# Standardization of a variable

#### luchins

##### Member
Hello, before making a linear regression, how can I know if I have to standardize a variable?

#### hlsmith

##### Not a robit
Depends on the purpose of your analysis. Feel free to provide more details. Standardizing isn't required in most models, beyond regularization models and centering interaction terms in regression.

#### luchins

##### Member
Depends on the purpose of your analysis. Feel free to provide more details. Standardizing isn't required in most models, beyond regularization models and centering interaction terms in regression.

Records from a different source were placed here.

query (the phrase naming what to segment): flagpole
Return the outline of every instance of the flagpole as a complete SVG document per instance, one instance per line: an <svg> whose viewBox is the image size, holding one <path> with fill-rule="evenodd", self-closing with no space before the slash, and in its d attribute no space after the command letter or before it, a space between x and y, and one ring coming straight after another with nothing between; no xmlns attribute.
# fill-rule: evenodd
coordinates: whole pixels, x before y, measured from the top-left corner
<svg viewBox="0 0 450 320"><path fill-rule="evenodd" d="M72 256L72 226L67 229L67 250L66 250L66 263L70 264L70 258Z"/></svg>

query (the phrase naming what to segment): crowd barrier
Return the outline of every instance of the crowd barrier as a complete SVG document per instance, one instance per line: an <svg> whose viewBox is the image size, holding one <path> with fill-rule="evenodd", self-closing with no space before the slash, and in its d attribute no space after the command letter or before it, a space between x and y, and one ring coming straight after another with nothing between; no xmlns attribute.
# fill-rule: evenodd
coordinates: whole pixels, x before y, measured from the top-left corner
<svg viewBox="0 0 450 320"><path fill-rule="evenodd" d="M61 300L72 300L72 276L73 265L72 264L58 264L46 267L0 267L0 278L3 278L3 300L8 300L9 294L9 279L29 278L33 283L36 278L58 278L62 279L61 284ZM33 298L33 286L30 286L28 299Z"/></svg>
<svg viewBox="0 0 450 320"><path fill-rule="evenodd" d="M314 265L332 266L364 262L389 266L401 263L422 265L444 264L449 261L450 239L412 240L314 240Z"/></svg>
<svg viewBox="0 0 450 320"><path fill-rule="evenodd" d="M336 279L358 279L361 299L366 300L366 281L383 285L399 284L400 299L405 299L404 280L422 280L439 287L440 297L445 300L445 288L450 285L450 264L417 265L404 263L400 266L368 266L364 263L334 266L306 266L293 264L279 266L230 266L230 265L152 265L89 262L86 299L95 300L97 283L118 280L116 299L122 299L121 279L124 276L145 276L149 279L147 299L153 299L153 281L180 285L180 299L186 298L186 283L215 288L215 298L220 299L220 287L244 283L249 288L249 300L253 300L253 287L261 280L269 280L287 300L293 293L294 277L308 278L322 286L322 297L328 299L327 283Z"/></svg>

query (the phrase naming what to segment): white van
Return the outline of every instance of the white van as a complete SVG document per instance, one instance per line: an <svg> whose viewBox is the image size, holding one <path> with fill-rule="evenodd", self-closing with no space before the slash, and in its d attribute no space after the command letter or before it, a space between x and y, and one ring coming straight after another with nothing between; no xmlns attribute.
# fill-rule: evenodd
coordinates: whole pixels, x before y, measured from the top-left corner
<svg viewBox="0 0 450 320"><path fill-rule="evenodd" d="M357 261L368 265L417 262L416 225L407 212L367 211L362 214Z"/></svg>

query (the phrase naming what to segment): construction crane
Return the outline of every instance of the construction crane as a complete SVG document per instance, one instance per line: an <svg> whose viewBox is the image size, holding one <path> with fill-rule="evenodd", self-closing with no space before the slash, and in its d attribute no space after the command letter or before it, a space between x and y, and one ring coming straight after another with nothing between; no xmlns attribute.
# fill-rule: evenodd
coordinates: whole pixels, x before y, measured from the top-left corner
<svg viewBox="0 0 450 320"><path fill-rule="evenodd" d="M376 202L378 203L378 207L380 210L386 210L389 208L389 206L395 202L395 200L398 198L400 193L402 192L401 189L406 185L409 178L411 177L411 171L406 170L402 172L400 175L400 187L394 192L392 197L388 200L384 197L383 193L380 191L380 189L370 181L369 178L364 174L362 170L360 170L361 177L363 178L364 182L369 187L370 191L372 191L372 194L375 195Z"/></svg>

Example I saw this discussion:

https://stats.stackexchange.com/que...players-service-point-win-percentage-which-of

This guy asked to stack exange:

(My personal question which I would ask to you, are Question n1 and Question n2)

'' Hello, I am conducting a regression in order to predict a tennis player's service point win % i.e. the percentage of points he wins when he is the server. ----

Model 1 If my DV (Dependent Variable) data lies in the range 0.3-0.9, does it make sense to use a logistic regression?

-------Question 1) (Why does he ask if the data lies in the 0.3-0.9 range has it sense to use logistic? How is this range calculated? )

If using logistic I would endeavor to build a model with serve win % as my Dependent Variable and my Indipendent Variable's as:

+average serve win % of last n matches (maybe n=5 or 10) to account for form

+surface

+player ranking

+opposition ranking

..... Would this be a good model to use? Preliminary logistic regressions just involving serve win % regressed on surface + player ranking + opponent ranking ... are showing some strange results so im losing faith in logistic for this data.

An alternative I'm considering is to use raw variables in a linear regression type model with interactions.... Along the lines of Aiken & West 1991My dependent variable will be number of service points won in match, and my independent variables will be:

+ no. service points played in match + the surface the match played on

+ the player's ranking points +the opponents ranking points

+ an interaction between player and opponent ranking points

+ an interaction between surface and no. points played

+ average service points won in last n matches

+ average % of service points won in last m matches

Do either of these models stand out as smart or appropriate ways to model this data?

For context, for each player I have between 100-350 matches worth of data. I would love to hear what you guys think, or if you have any other suggestions on how to predict serve win % using the stated variables I would really appreciate it. I'm conducting this analysis in R so any code/package suggestions would also be great''

For my avg. serve win % in last n matches variable, I wanted to standardize serve % based on surface and player rank/opponent rank for all of my data, for better accuracy - so I needed to gauge the effect of surface/rank I ran simple linear and logistic regressions along the following lines: serve win % = surface + player ranking + opponent ranking I also ran these IV's in regressions of their own. The linear model results were pretty much as expected and were accurate/in line with tennis knowledge/theory. The logistic regression results were pretty wild and inaccurate.''

-------Question N 2 : (Why is he trying to standardize the variable serve%, based on surface? Why? And how can he do this? By running multiple linear regression? Assigning an arbitrary value to the serve% variable?'' How can he santardadize it?)